Blind veteran Garry is intent on climbing to incredible heights

Date
3 November 2017 13:00

Ex-RAF veteran Garry, 36, was injured in a parachute accident and had to learn to walk again. Then, after contracting chicken pox, he went totally blind.

Garry at ZipWorld in a charity T-shirt standing in front of a rock wall. Ex-RAF blind veteran Garry Morrison, aged 36, originally from Northern Ireland but now living in Scotland broke his spine in two places in a parachute accident in 2003.  He says, “I did 494 successful jumps and then I had a bad one. I was 23 and had to learn to walk again.  I had 14 operations and was in rehab for 4 years”.


In 2015 Garry lost his sight following a bout of chicken pox.  He explains, “After leaving the RAF I was working on offshore oil rigs, doing crazy shifts, and was absolutely exhausted and run down.  I was unwell but as I thought I had chicken pox as a child I did not take it seriously until my sight started going”. Garry lost his sight in his left eye, swiftly followed by his right, and is now totally blind.

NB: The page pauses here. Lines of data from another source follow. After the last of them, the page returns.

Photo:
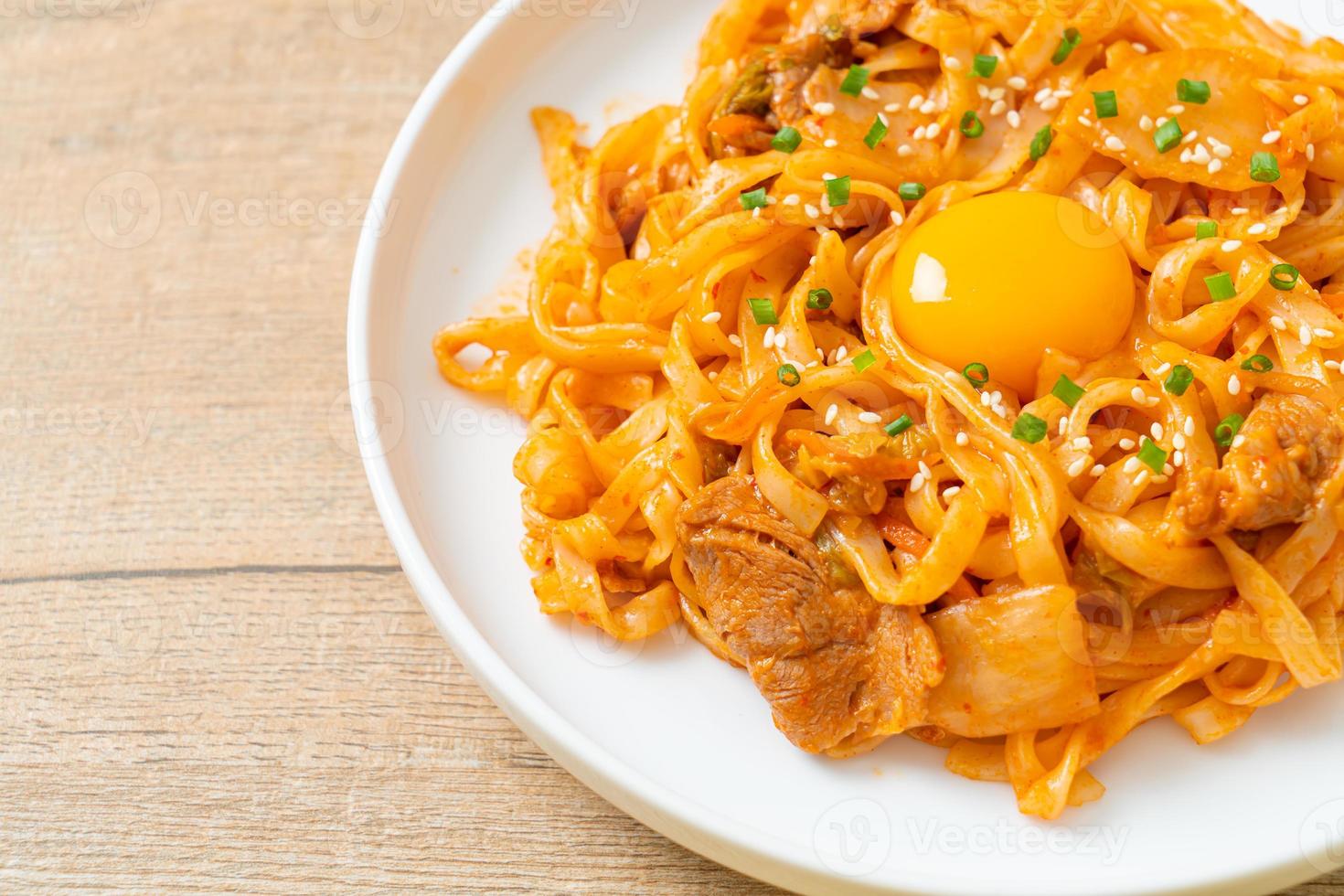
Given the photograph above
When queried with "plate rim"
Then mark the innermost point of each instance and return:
(684, 821)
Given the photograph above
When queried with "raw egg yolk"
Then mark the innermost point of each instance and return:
(1003, 277)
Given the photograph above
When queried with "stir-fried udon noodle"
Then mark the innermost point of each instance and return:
(964, 369)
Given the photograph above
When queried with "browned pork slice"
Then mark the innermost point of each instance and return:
(835, 666)
(1292, 443)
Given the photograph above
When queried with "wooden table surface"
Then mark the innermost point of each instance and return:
(215, 676)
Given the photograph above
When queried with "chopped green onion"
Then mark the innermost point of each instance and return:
(1040, 143)
(976, 372)
(1029, 427)
(754, 199)
(837, 191)
(763, 311)
(1105, 103)
(818, 300)
(1168, 136)
(1221, 286)
(1258, 364)
(786, 140)
(1195, 91)
(875, 133)
(912, 191)
(855, 80)
(1067, 43)
(971, 125)
(1284, 277)
(1179, 379)
(1067, 391)
(1227, 430)
(1265, 168)
(1152, 455)
(900, 425)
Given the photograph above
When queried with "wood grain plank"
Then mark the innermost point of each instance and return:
(212, 675)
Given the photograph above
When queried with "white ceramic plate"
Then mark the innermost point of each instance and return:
(664, 731)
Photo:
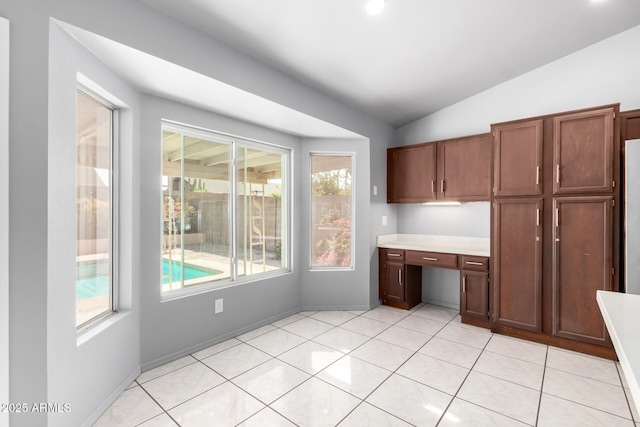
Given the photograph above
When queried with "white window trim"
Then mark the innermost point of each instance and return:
(351, 154)
(234, 141)
(98, 94)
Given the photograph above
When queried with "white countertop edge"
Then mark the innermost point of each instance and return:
(609, 303)
(477, 246)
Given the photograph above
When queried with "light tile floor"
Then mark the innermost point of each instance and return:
(383, 367)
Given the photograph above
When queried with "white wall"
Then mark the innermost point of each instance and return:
(87, 370)
(4, 217)
(604, 73)
(337, 289)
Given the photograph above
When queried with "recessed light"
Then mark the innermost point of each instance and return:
(375, 6)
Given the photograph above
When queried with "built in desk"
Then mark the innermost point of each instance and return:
(402, 257)
(621, 313)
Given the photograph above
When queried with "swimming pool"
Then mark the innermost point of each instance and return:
(92, 279)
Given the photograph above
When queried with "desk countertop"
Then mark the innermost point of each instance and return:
(477, 246)
(621, 313)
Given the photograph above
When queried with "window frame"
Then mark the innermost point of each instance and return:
(287, 188)
(114, 208)
(352, 156)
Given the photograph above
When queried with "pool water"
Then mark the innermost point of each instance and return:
(93, 278)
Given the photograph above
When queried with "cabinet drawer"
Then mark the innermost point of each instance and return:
(432, 259)
(475, 263)
(395, 255)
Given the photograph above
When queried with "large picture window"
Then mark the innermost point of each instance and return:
(331, 211)
(95, 278)
(225, 204)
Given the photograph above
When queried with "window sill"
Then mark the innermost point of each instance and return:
(216, 286)
(96, 328)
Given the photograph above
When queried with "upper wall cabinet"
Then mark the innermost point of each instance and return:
(583, 152)
(411, 174)
(453, 170)
(518, 158)
(464, 168)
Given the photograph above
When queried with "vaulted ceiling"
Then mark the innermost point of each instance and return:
(417, 56)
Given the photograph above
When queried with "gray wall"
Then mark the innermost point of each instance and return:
(41, 347)
(85, 370)
(632, 217)
(600, 74)
(4, 216)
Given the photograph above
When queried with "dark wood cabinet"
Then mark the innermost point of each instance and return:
(517, 271)
(518, 158)
(464, 168)
(553, 219)
(582, 259)
(400, 285)
(395, 289)
(453, 170)
(583, 152)
(474, 288)
(411, 174)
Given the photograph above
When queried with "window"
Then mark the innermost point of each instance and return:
(225, 208)
(331, 211)
(95, 266)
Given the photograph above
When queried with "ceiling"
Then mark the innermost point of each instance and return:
(417, 56)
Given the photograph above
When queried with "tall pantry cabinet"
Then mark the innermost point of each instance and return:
(553, 218)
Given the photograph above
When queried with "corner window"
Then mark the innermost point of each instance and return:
(331, 211)
(225, 208)
(95, 278)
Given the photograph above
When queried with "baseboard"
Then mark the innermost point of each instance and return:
(441, 304)
(112, 398)
(217, 340)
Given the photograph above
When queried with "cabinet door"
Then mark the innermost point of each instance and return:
(582, 265)
(464, 168)
(411, 174)
(518, 158)
(517, 263)
(583, 152)
(395, 291)
(474, 294)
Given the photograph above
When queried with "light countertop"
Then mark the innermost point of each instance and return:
(477, 246)
(621, 313)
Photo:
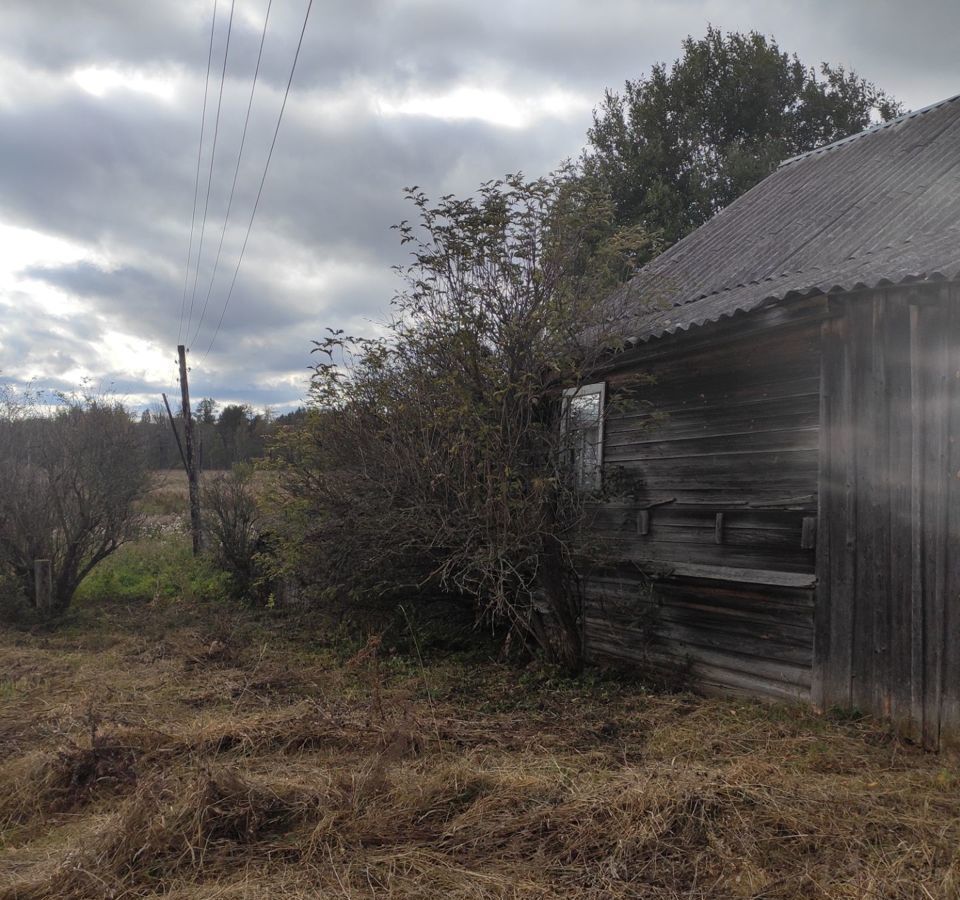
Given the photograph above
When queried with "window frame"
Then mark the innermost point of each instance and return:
(598, 388)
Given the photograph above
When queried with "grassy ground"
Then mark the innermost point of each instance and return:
(193, 750)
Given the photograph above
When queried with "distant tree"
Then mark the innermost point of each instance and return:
(69, 482)
(206, 411)
(235, 524)
(680, 144)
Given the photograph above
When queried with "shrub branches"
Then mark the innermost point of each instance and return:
(433, 455)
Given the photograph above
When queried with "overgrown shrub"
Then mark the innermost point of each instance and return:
(70, 478)
(432, 459)
(235, 526)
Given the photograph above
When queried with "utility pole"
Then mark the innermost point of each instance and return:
(193, 473)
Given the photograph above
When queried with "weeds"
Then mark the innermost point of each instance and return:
(261, 769)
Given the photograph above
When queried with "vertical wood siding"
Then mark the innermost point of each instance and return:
(887, 613)
(705, 561)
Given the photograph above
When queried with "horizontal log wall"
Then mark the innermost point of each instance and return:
(705, 552)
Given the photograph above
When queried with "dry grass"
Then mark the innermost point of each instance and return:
(188, 753)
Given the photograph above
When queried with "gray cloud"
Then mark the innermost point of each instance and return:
(115, 174)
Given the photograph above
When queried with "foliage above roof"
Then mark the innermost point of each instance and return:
(881, 207)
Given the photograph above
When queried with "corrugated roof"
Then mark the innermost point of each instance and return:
(880, 207)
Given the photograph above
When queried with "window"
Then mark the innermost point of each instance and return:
(582, 427)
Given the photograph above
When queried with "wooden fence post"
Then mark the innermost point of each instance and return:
(43, 584)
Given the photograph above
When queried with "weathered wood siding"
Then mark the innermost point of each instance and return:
(888, 614)
(719, 455)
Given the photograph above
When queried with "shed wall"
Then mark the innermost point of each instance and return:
(718, 459)
(888, 616)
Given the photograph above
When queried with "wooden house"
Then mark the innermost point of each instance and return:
(794, 530)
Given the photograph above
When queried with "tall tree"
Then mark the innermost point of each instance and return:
(680, 144)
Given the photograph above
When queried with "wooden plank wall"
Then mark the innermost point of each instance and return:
(888, 624)
(718, 463)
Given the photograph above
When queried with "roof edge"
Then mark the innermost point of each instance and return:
(880, 126)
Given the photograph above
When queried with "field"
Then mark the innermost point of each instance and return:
(194, 750)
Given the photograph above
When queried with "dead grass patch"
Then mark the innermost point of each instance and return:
(301, 778)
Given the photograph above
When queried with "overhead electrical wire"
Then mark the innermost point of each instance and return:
(196, 184)
(263, 179)
(213, 156)
(236, 172)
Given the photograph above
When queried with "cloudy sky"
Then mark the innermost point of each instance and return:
(100, 110)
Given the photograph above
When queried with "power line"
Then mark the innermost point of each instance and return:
(213, 156)
(236, 172)
(263, 179)
(196, 184)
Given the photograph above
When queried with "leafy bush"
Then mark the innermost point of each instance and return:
(432, 459)
(69, 484)
(234, 524)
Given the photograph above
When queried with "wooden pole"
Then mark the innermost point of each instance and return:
(43, 584)
(176, 434)
(193, 478)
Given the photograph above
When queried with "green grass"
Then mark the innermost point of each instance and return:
(156, 567)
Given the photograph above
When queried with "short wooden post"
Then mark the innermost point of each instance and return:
(43, 584)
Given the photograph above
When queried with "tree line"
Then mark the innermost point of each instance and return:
(226, 436)
(451, 455)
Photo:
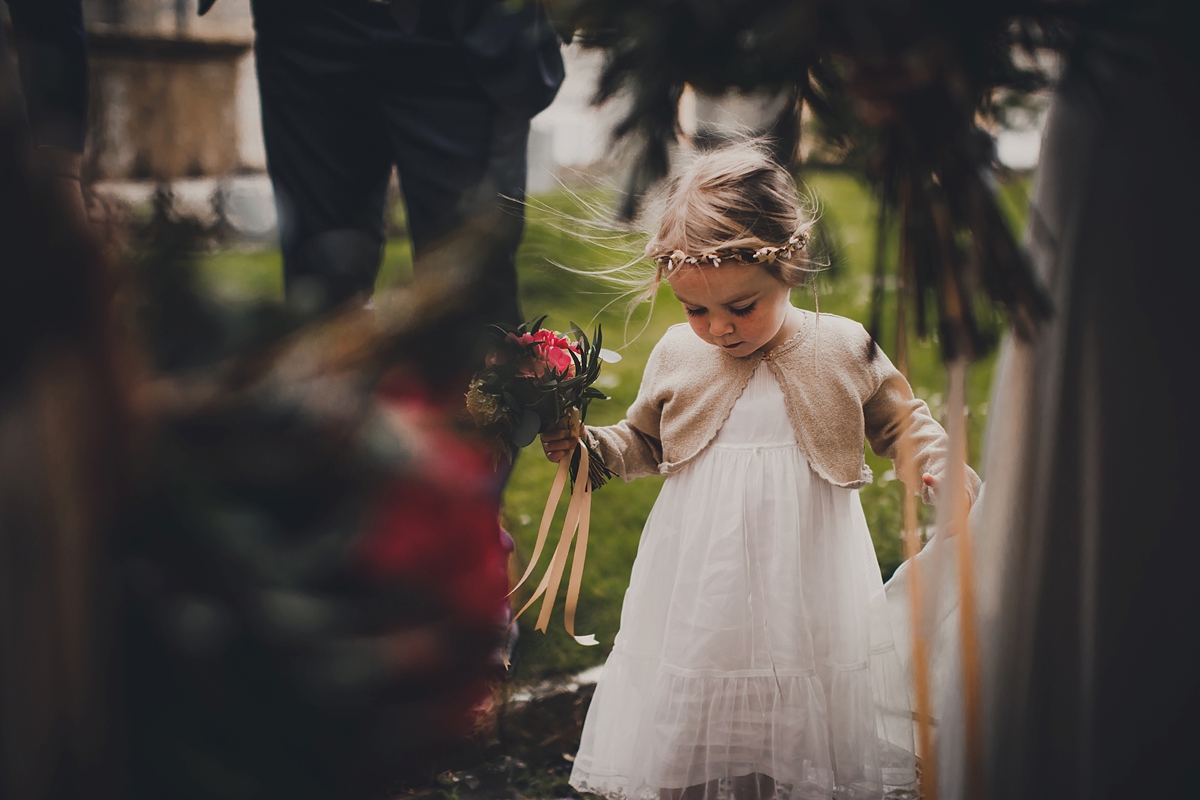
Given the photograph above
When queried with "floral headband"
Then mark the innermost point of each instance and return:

"I was absolutely devastated. I had always been really independent, really active, enjoying sports, and particularly running, and I thought now I will have to rely on people to do everything for me."

He joined Blind Veterans UK at the end of last year and went to our Working-Age Members Conference in March this year and that, he said, “Was life changing.  Fantastic.  An amazing experience”.  Garry found that among other blind veterans he was able to ask all the daft questions he had such as, “How do you put toothpaste on your toothbrush?!

"The camaraderie was like being back in the RAF."

Garry had not climbed in 12 years but as part a week’s stay at our Llandudno centre he was encouraged to try climbing. He found it was something he could do, enjoyed doing, and actually was very good at.

Garry Morrison indoor rock climbing, low on wall, looking back over his sholder

Now he trains at least three times a week in the gym, concentrating on his leg and arm muscles, but he says, “Climbing is as much about mental strength as physical.  It is about tackling challenges and keeping going on, even when frustrated, keeping a cool head“, which he admits initially he found very hard to do.

Recently Garry took part in the BMC Para Climbing Event at Castle Climbing Wall in London. He was accompanied by Lee, one of the charity’s sports and recreation instructors. Garry has further competitions scheduled for November and December and we'll be keeping a close eye on his progress.

Garry tired after a big climb, lying on the ground recovering with a smile on his face.Garry’s goals for the future?  In his words, “to be part of the Team GB climbing team”.  We're sure with your determination Garry, you might just get there too. Good luck and well done!